Reproducible experiments documentation

This repository aims to provide all the needed informations to reproduce the experiments presented on the Vincent KHERBACHE's thesis entitled "Scheduling live-migrations of virtual machines".

Before fully integrating our contributions (network model, heuristic, energy objective, etc.) the experimental version of BtrPlace was called mVM. Therefore, in this documentation, the term mVM refers to the new version of BtrPlace as described in the thesis and the terms NoShare and BtrPlace refer to the orginal one.

Scheduling decisions experiments are available in the src/.../scheduling/ directory.
Energy experiment is available in the src/.../energy/ directory.
Power capping experiment is available in the src/.../capping/ directory.
Accuracy experiments are available in the accuracy/ directory.
Scalability experiments are available in the src/.../scale/ directory.

As these two last experiments only consist to evaluate the scheduler accuracy and computation time, there is nothing to execute or reproduce on a real infrastructure. However, you can execute the tests on your own machine to compare the results. For comparison purpose, the scalability results presented in the paper were executed on an Intel CPU i7-4600U @ 2.10Ghz using 2GiB for the Java stack.

You can either chose to use the provided JSON files to execute the experiments or to generate them by yourself using the corresponding java test classes (procedure described below).

PS: If you are interested by the R scripts used to generate the Figures shown in the thesis, feel free to ask me: vincent AT kherbache DOT fr ;-).
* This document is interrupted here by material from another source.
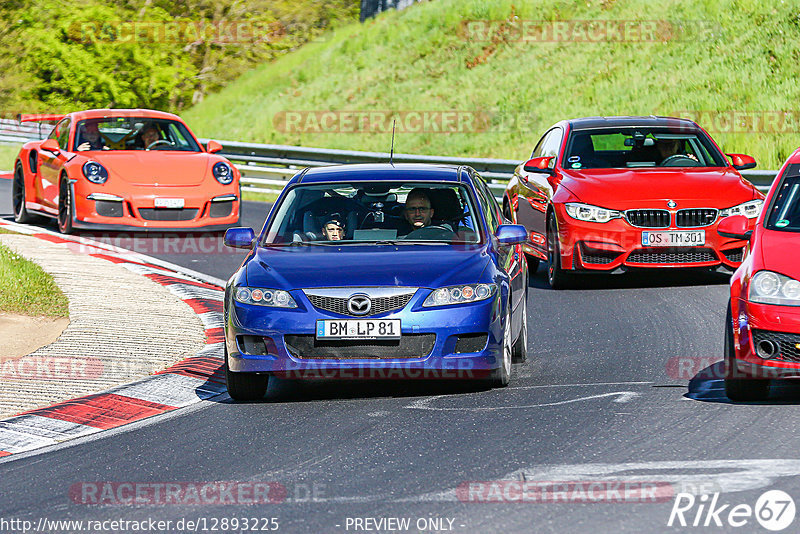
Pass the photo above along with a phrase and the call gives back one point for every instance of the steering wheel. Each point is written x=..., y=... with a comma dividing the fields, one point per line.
x=159, y=142
x=431, y=233
x=680, y=160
Get or generate the desired JSON files

Each JSON file describes a full reconfiguration plan of a particular scenario generated by the BtrPlace scheduler, they can be use as is or they can be re-generated from the Java sources files. Note: As some scenarios are generated randomly (random placements), you have to use the provided JSON files if you want to reproduce the exact same experiments presented the thesis.
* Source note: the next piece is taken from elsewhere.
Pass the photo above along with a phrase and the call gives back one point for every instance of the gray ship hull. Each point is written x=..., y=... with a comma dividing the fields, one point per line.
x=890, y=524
Alternatively, you can regenerate them from the current git repository, just do the following (you'll need to install the correct version of the BtrPlace scheduler first, the procedure is described in the first step here):

# Clone the repository if you don't have it
git clone --depth 1 https://github.com/btrplace/kherbache-thesis.git
cd kherbache-thesis

# Create the instance of the 'Power Capping' experiment
mvn "-Dtest=**/capping/mVM#cappingTest" compiler:testCompile surefire:test

# Create instances of the 'Energy' experiment, both for the new and the old version of BtrPlace
mvn "-Dtest=**/energy/mVM#energyTest" compiler:testCompile surefire:test
mvn "-Dtest=**/energy/BtrPlace#energyTest" compiler:testCompile surefire:test

# Generate 50 (new) random instances used for the 'Scheduling decisions' (instances execution outputs are also used in the 'Accuracy' experiments)
mvn "-Dtest=**/scheduling/Scheduling#create_plans" compiler:testCompile surefire:test

# Generate 100 (new) random instances used for the 'Scalability' experiments
## Decommissioning scenario - Infrastructure scaling:
mvn "-Dtest=**/scale/RandomDecommissioningInfraScale#create_plans" compiler:testCompile surefire:test
## Decommissioning scenario - VMs scaling:
mvn "-Dtest=**/scale/RandomDecommissioningVMsScale#create_plans" compiler:testCompile surefire:test
## Full random scenario - Infrastructure scaling:
mvn "-Dtest=**/scale/RandomInfraScale#create_plans" compiler:testCompile surefire:test
## Full random scenario - VMs scaling:
mvn "-Dtest=**/scale/RandomVMsScale#create_plans" compiler:testCompile surefire:test

This will automatically replace the provided JSON instances files.

Simulation experiments

Accuracy experiments

The random scenarios used for all accuracy experiments are provided as JSON files in the accuracy/input directory. In order to evaluate the accuracy of the desired migration models, the comparison is essentially based on the output of the mVM Scheduling decisions experiments. The resulting CSV files are provided in the accuracy/real_executions_output folder but you can generate your own results by executing the JSON instances as described below in the Real experiments section of this documentation.

You can execute most of the simulations (mVM, noDP, noShare) with the g5k BtrPlace executor, by using the default migration script that is configured to sleep instead of executing migrations (simulation). A complete usage example is also given below. The noshare and noDP models can be easily reproduced by customizing BtrPlace (i.e. removing the network view (noShare model) and also ignoring the dirty pages informations (noDP model)). To do so, good working examples are given in the Java sources files of the Scalability experiments.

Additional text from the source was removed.